Twists of fury: I’ll Always Know What blah blah blah
In this feature, Vegan Voorhees examines those jaw-dropping revelations that the slasher film loves to bat our way from the blue, like a pushy parent tossing softballs at a kid who doesn’t want to learn baseball.
Today, marvel at the utter stupidity that adorns the end of I’ll Always Know What You Did Last Summer, one of the longest titles with one of the crappest codas. As ever, if you haven’t seen it and don’t want to know, BEWARE ONCOMING SPOILERS!
Set Up: Four teenage friends in a small Colorado town cover up their prank that left a friend dead and the local cops looking for a killer that never was. One year later, they are tormented and stalked by The Fisherman, who knows what they did last summer…

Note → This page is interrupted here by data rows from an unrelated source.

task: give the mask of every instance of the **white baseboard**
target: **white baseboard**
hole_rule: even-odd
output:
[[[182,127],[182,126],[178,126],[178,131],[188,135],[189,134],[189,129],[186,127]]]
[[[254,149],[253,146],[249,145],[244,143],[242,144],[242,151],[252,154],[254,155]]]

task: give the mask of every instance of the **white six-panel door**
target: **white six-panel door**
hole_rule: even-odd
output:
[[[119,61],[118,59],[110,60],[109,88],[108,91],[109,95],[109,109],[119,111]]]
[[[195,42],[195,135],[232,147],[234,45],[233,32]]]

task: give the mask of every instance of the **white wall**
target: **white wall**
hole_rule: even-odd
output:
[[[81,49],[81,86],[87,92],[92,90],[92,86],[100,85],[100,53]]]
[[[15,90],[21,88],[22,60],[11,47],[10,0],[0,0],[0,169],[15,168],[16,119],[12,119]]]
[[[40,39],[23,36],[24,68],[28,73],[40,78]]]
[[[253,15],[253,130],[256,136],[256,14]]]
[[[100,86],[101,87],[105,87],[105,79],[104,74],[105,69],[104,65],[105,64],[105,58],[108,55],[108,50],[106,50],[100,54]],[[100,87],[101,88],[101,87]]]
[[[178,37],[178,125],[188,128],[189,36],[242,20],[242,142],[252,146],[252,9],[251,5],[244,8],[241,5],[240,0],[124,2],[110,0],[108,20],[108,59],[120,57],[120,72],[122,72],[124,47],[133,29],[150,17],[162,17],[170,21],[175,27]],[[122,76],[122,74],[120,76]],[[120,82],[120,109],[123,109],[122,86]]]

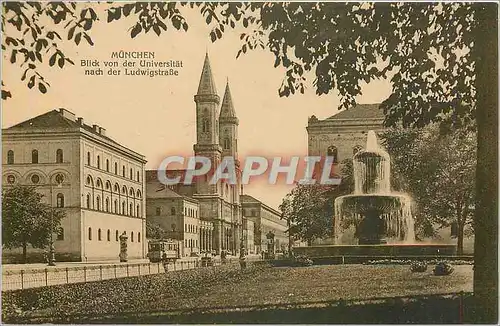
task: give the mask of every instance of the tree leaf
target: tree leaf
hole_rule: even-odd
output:
[[[45,85],[43,83],[38,83],[38,89],[40,90],[40,92],[42,94],[47,93],[47,88],[45,87]]]

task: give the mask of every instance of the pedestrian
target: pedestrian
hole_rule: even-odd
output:
[[[165,270],[165,273],[168,272],[168,265],[167,265],[167,253],[163,253],[161,256],[161,262],[163,264],[163,269]]]

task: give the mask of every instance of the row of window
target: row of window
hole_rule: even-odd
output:
[[[170,215],[175,215],[177,210],[175,207],[170,207]],[[161,207],[156,207],[156,216],[161,215]],[[184,215],[187,217],[198,217],[198,210],[184,207]]]
[[[184,224],[184,232],[186,233],[198,233],[198,226],[192,224]]]
[[[135,216],[135,217],[141,217],[141,205],[137,204],[135,207],[135,212],[134,212],[134,204],[130,203],[128,206],[127,210],[127,204],[125,201],[122,202],[121,209],[118,206],[118,199],[115,199],[113,201],[113,208],[111,209],[110,207],[111,203],[109,198],[106,198],[104,202],[101,202],[101,197],[98,195],[96,196],[95,200],[95,205],[94,201],[92,200],[92,196],[90,194],[87,194],[87,208],[88,209],[95,209],[98,211],[103,211],[106,213],[115,213],[115,214],[121,214],[121,215],[128,215],[128,216]]]
[[[56,150],[56,163],[62,163],[64,158],[63,150],[58,149]],[[15,155],[13,150],[9,150],[7,152],[7,164],[14,164],[15,161]],[[38,164],[38,150],[34,149],[31,151],[31,163],[33,164]]]
[[[96,181],[95,187],[94,187],[94,179],[89,175],[89,176],[87,176],[87,186],[92,187],[92,188],[103,189],[103,182],[102,182],[101,178],[97,178],[97,181]],[[111,181],[107,180],[105,183],[105,188],[109,192],[114,192],[114,193],[120,194],[120,186],[118,185],[118,183],[115,183],[113,190],[111,190]],[[130,197],[136,197],[139,199],[141,198],[141,191],[139,189],[137,189],[137,192],[136,192],[136,191],[134,191],[134,188],[132,188],[132,187],[127,191],[127,187],[122,186],[121,193],[123,195],[129,195]]]
[[[363,147],[360,145],[356,145],[352,149],[352,155],[355,155],[359,152]],[[326,150],[326,155],[333,157],[333,163],[338,163],[338,149],[336,146],[329,146]]]
[[[96,163],[97,163],[96,167],[98,169],[101,169],[101,157],[99,155],[97,155]],[[92,156],[91,156],[90,152],[87,152],[87,165],[92,166]],[[106,159],[106,172],[110,172],[109,159]],[[114,173],[116,175],[118,175],[118,163],[117,162],[115,162],[115,164],[114,164]],[[125,165],[122,166],[122,177],[126,178]],[[129,178],[130,178],[130,180],[134,180],[134,170],[132,168],[130,168],[130,170],[129,170]],[[141,181],[140,171],[136,172],[136,181],[137,182]]]
[[[125,234],[127,234],[127,231],[125,231]],[[88,230],[88,239],[90,241],[92,240],[92,228],[89,228]],[[111,241],[111,230],[109,229],[106,232],[106,240]],[[97,241],[103,241],[101,229],[97,230]],[[115,231],[115,241],[120,241],[120,235],[118,230]],[[134,242],[134,232],[130,232],[130,242]],[[137,233],[137,242],[141,242],[141,232]]]

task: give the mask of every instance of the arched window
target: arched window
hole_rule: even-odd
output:
[[[31,151],[31,163],[38,163],[38,151],[36,149]]]
[[[201,128],[202,132],[208,132],[210,130],[210,122],[208,118],[203,118]]]
[[[58,208],[64,207],[64,195],[63,194],[57,194],[57,207]]]
[[[56,163],[62,163],[63,162],[63,152],[62,149],[58,149],[56,151]]]
[[[63,228],[58,228],[57,229],[57,238],[56,240],[62,241],[64,240],[64,229]]]
[[[338,162],[337,155],[338,155],[337,154],[337,147],[335,147],[335,146],[328,147],[327,156],[331,156],[332,157],[333,163],[337,163]]]
[[[229,138],[224,138],[224,149],[229,149],[231,147],[231,140]]]
[[[7,164],[14,164],[14,151],[7,152]]]

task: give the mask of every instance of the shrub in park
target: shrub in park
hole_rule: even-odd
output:
[[[427,270],[427,263],[423,261],[416,261],[410,265],[410,270],[413,273],[423,273]]]
[[[433,272],[436,276],[450,275],[453,273],[453,266],[447,262],[439,262],[434,267]]]

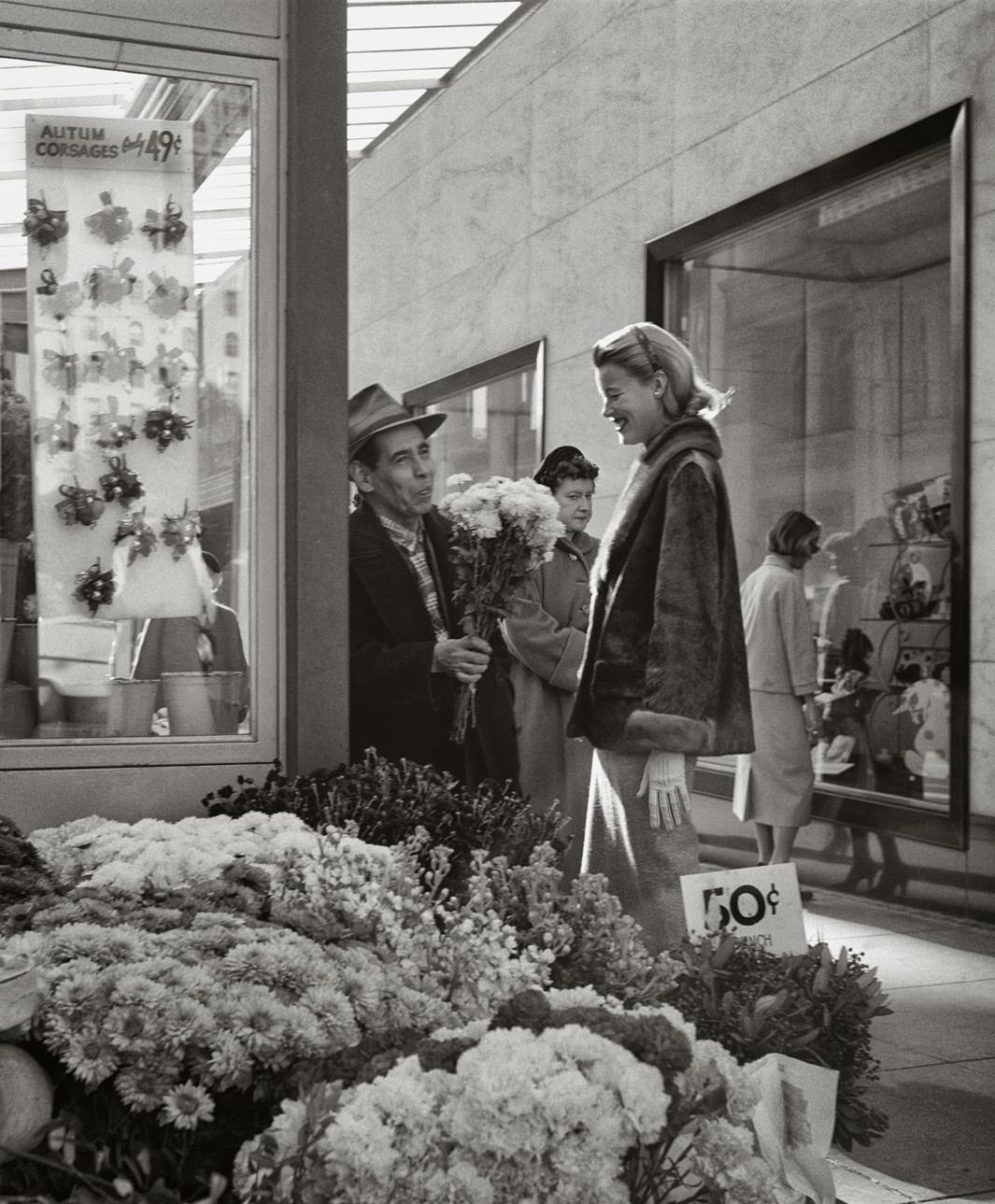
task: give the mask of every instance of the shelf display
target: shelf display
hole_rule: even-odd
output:
[[[193,128],[107,118],[75,157],[60,129],[27,118],[39,613],[195,614]]]
[[[949,496],[949,477],[943,490]],[[929,484],[929,483],[926,483]],[[940,486],[936,486],[940,489]],[[936,501],[923,486],[902,495],[902,506]],[[893,495],[888,495],[891,497]],[[942,504],[942,502],[937,502]],[[908,514],[893,531],[917,530]],[[823,677],[824,738],[853,740],[847,761],[852,772],[840,777],[843,785],[897,795],[946,805],[949,799],[950,690],[949,638],[950,545],[937,535],[938,521],[924,538],[865,544],[858,572],[844,565],[847,588],[859,590],[860,602],[850,609],[842,644],[832,642]],[[949,521],[943,530],[949,535]],[[831,551],[830,547],[830,551]],[[828,602],[832,598],[830,590]],[[824,621],[822,635],[829,625]],[[838,637],[837,637],[838,638]],[[830,644],[828,638],[824,639]]]

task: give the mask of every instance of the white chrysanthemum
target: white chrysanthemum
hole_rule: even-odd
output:
[[[213,1120],[214,1100],[198,1082],[181,1082],[163,1097],[159,1119],[178,1129],[195,1129]]]
[[[59,1054],[72,1074],[89,1087],[110,1079],[120,1064],[118,1052],[106,1035],[89,1025],[69,1033],[66,1045]]]
[[[606,1004],[605,996],[599,995],[593,986],[551,987],[548,998],[553,1011],[565,1011],[567,1008],[605,1009]]]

Twist: The Fisherman is a ghost who appears when there are secrets to be reckoned with.
Problems with this revelation:
- The entire point of the title play is that it’s a mystery. Somebody knows what they did last summer.
- You invest time and thought into a mystery plot that ends up being meaningless.
- There are several plausible suspects hanging around, it would’ve been easy for one of them to be the killer.
- It totally ruins the whole film. Up until this ridiculous turn of events, IAKWYDLS isn’t that bad a project.
- Partly unrelated, why’s it set in Colorado? There’s no seagoing fishermen there.
Likely explanation: It’s a mind boggler – perhaps they wrote themselves into a corner or they thought it was clever leading everybody down the standard who-could-it-be? route only to spring on them that the legend has taken on supernatural properties and can go where it wants. Either way, it’s awful. Awful, awful, awful.